I’ve been looking at the Java servlets stuff for a couple of days now and it’s clear that it bears a remarkable similarity to mod_perl.

  • In mod_perl, you define handler() which gets passed a $r object to deal with the request and send a response. Servlets make things a little more explicit. You make doGet() or doPost() methods, which get passed separate request and response. But they’re basically equivalent to $r.
  • mod_perl and servlets both have filters, but they work in slightly different ways. servlets are much more explicit; you have to forward the call on to the next servlet when you’re done. mod_perl handles things nearly implicitly (with help from Apache::Filter).
  • mod_perl is exposing the apache httpd API so you get access to different request phases. servlets run in a completely different environment, so that just isn’t applicable to them.
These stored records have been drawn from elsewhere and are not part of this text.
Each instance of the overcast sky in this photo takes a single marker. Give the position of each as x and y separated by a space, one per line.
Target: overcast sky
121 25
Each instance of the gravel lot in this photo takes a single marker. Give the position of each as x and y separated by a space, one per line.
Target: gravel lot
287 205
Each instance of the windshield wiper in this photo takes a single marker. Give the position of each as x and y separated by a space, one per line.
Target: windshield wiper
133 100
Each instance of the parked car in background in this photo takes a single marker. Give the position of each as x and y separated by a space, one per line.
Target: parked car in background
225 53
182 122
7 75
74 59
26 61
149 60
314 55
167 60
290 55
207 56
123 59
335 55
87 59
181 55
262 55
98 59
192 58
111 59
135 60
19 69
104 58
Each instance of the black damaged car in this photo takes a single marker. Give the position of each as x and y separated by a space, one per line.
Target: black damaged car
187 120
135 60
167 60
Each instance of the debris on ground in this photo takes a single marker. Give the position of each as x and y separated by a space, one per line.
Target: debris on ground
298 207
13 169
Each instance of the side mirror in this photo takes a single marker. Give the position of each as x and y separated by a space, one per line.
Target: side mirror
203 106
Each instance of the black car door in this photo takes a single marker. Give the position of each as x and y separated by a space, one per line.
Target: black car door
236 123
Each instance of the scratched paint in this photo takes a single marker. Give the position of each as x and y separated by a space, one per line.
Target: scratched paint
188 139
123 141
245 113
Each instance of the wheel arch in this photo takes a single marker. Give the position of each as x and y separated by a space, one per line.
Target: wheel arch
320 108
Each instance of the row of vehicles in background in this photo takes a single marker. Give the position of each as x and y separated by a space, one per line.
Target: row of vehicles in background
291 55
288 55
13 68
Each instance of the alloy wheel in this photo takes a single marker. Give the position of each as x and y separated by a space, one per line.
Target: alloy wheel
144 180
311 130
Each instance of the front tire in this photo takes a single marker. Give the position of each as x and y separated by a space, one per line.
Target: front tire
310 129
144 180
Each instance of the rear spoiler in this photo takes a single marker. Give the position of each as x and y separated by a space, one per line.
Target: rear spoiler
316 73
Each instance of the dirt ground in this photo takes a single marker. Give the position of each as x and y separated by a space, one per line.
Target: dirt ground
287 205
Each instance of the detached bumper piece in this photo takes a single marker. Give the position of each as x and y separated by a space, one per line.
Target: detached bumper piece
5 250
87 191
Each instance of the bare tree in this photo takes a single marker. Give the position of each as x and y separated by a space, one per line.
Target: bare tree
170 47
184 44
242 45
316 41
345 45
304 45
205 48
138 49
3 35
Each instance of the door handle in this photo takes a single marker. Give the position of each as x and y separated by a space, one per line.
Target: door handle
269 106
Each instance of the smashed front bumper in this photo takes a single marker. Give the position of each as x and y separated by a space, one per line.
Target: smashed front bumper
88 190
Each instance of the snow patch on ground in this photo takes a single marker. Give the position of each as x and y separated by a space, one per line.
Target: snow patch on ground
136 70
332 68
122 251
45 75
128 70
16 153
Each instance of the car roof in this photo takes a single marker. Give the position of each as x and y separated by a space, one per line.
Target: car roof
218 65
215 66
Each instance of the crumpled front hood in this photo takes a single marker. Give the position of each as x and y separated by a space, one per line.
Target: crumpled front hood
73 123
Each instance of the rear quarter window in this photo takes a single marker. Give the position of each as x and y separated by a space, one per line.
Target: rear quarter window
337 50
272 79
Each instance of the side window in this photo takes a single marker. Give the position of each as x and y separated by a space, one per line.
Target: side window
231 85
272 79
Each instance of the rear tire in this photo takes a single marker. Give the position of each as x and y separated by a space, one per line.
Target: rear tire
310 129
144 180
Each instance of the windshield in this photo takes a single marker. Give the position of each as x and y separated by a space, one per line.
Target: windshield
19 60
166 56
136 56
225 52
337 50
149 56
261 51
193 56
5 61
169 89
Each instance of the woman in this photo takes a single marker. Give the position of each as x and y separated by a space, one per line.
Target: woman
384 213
  • Whats also incredibly similiar to both pieces of software is that most people think that they’re far too low level and have come up with higher level “frameworks” on top. The standard one for Java appears to be JSP, which on close inspection bear a marked similiarity to HTML::Mason. As with mod_perl though, no one framework covers everybody’s needs, so there are lots of similiar, competing ones.
  • One thing that’s markedly different between the two is deployment and configuration. Most mod_perl deployments tend towards the messy, unless the application is packaged up like a CPAN module. But configuration is always manually done. Servlets come with a nicely defined “deployment descriptor” (aka “config file”—they love big words in the Java world). In addition, there’s a standardised directory layout and packaging format making it easy to deploy your application. In theory. I haven’t actually got as far as deploying an application in a production environment yet, but it looks reasonable to me.